Wednesday, February 9, 2011

Americans

Americans. We as a people are, in a way, a paradox. We, together, are connected because of our differences. Our discontinuity brings about continuity—a starting point for a discussion. We want to know? Where are you from? What’s your heritage? In many ways the more unique we are, the more pride we have in ourselves. It’s a confidence booster—a sort of self-patriotism.
But at the same time our differences disconnect us from one another. Different religions have different practices. Different Races often find strength in numbers. But one of the major factors in our society’s discontinuity is income.
Them ambition in “The Service of Faith and the Promotion of Justice in American Jesuit Higher Education” is clearly there. This document clearly illuminates the Jesuits’ goals to bring about faith and social justice to people of all social standings, races, and religions. They call for “the redemption of the human race and its liberation from every oppressive situation.” This sounds great on paper, but is it feasible?
The document goes in to our capitalistic economy where the poor work long hours for low wages with little chance of social mobility. It is a prime example of the strong (wealthy) taking advantage of the weak (poor). It’s been going on in our country from its establishment. Poor people worked in textile mills, made diminutive wages, barely made enough to support their families, and then got injured and couldn’t work anymore therefore sticking themselves deeper in quicksand. Now in present day, immigrant s come across our borders (many illegally) and look for work. What they find is a black hole with no social mobility.
Last Semester I watched a film about Mexican immigrants working in industrial factories where they would assemble various appliances for huge corporations. We watched these impoverished people work villainous hours and come home to barely support a family that already lived in huts that were contaminated and falling apart. This is a live we “Americans” cannot imagine. And yet, how much different are these people than us? Aren’t we a country of immigrants? We’re most of our ancestors in these peoples’ shoes sometime over the past few generations? This way of thinking, our way of thinking, is “the result of what man himself, man in his selfishness, has done…”
While talking about Salman Rushdie I found it incomprehensible that his country, India, where he was born, lived for numerous years, and him, himself, loved, would never let him back into the country because of something that he had written? C’mon! And yet he still loved the country? C’mon X2!!

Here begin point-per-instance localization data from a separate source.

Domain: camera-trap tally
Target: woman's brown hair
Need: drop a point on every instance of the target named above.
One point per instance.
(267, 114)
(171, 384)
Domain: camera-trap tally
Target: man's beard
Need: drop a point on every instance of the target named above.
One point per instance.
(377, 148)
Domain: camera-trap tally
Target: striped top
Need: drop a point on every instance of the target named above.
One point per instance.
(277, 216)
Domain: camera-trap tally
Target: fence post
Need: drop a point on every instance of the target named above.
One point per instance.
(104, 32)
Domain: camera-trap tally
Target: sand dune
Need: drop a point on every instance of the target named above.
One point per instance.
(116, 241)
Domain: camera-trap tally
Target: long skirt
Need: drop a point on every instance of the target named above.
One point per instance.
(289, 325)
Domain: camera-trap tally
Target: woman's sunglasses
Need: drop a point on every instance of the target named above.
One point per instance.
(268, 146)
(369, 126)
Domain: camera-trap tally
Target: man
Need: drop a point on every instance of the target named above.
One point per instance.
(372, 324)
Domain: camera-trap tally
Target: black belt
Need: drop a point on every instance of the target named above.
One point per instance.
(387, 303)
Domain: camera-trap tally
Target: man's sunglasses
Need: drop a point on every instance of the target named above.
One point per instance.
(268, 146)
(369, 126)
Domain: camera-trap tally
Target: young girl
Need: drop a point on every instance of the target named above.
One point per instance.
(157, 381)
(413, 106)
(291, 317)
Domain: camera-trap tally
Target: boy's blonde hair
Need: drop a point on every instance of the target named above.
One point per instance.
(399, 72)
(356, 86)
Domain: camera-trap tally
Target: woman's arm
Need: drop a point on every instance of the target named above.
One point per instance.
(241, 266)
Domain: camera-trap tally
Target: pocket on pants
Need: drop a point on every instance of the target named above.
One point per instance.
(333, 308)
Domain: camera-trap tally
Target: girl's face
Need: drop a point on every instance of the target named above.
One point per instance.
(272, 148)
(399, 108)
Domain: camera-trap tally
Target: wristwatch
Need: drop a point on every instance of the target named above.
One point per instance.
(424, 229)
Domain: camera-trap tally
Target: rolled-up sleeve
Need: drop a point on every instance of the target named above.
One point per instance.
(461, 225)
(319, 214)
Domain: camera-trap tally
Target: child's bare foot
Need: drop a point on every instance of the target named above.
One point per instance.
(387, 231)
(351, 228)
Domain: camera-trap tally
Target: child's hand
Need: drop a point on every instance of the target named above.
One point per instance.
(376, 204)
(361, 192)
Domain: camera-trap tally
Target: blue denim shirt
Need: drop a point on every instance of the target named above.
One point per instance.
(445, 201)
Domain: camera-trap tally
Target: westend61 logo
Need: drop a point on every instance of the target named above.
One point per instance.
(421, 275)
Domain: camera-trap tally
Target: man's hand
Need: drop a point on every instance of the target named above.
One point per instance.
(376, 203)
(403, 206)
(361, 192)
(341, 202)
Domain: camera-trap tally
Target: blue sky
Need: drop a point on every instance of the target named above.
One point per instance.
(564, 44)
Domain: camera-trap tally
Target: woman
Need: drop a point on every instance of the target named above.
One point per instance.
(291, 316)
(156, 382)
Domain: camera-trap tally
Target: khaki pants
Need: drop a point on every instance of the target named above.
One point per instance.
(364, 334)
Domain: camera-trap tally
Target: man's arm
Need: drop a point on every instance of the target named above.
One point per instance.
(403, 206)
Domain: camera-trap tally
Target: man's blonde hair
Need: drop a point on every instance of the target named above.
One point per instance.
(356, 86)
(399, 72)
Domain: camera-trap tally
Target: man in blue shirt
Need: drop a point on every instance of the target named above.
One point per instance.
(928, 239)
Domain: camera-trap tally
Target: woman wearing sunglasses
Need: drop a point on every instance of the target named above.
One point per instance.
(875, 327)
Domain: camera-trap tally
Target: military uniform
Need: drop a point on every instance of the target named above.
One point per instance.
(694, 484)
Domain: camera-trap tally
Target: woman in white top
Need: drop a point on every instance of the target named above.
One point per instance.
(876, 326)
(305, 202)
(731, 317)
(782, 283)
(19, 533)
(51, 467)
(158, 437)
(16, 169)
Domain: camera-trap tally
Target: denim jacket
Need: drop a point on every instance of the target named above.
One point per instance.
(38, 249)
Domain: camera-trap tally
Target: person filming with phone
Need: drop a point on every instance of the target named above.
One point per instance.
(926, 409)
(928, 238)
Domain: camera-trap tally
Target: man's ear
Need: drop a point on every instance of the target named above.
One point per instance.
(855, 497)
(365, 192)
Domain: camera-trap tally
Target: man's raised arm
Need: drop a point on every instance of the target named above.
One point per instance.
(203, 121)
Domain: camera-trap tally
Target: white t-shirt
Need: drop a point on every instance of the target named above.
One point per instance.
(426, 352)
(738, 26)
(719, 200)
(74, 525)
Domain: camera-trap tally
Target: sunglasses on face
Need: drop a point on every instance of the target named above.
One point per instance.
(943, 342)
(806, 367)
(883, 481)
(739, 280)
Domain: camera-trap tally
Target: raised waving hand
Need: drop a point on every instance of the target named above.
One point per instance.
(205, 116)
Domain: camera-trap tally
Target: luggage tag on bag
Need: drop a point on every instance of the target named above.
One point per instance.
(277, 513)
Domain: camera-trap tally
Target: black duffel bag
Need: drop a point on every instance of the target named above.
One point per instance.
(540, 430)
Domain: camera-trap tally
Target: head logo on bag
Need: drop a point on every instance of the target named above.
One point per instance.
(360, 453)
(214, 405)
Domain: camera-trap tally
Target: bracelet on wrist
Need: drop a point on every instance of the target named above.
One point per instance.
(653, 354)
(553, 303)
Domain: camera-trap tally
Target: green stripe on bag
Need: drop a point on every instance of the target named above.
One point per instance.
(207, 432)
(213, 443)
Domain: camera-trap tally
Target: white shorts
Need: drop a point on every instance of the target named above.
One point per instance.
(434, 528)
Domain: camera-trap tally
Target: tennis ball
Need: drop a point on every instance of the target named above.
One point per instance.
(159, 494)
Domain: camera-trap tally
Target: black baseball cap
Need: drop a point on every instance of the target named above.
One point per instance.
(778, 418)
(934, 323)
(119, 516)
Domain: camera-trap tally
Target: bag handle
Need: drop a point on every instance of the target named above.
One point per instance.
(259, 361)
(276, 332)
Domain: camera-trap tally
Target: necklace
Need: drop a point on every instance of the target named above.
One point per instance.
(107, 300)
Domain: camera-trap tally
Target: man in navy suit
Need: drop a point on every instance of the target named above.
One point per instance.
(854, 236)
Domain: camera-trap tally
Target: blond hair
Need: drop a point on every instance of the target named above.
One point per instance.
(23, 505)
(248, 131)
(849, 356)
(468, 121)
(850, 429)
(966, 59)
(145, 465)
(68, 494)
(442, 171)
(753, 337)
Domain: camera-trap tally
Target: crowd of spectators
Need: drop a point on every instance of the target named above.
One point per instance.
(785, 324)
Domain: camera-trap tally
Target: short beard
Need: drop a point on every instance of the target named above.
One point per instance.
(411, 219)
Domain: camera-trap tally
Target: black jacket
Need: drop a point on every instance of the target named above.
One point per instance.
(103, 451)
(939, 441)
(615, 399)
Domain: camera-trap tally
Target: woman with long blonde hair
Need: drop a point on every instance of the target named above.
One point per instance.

And yet on a small scale I can relate to him in “Imaginary Homelands.” In class we have been discussing what it means to be a home. Or better yet, how does somebody’s home define them. Yes it is their culture, their native language, their religion, but above all I believe that it should be experiences and relationships that were built in the homeland. Rushdie doesn’t look back at his time in India with contempt; no, he embraces the country as part of him.
Let’s bring this a little off topic, for a sec, just because it’s been omnipresent in my mind for the past week. So I’m a huge fan of the Liverpool Football Club. My favorite player on the team is Fernando Torres. He recently left the club for their arch rivals. Now I’m enfuriated. I love the player, yet he is the enemy. It’s hard to wrap my thoughts around it. Right now, sure, I hate him. But that is just because of how much I liked him, how much he had meant to me being a Liverpool fan. But than you realize that it is just a football transfer, and life goes on. I’ll get over it…eventually.
Now, let’s bring it back. Rushdie talked about how all people, all over the world, immigrate from their past. (Off topic paradox of time: if the present, now, is the sum of all present’s past…then what present can last?) Immigration through time, is not problem but a natural process in life. We move on, but at the same time we strive to make the world a better place. Home is our comfort zone. A place where we can embrace ourselves. Yet the world we live in has been denying people this comfort.
The document “The Service of Faith and the Promotion of Justice in American Jesuit Higher Education” has ambition and a purpose, but our society’s foundation is working against their ultimate goal. The Jesuits’ look to “spiritually educate” everybody, that is teach them morality, justice, and love. However, I’m not sure one can simply change the way of the world. But there are higher goals here that are worth trying. Everybody needs to feel like they have a home.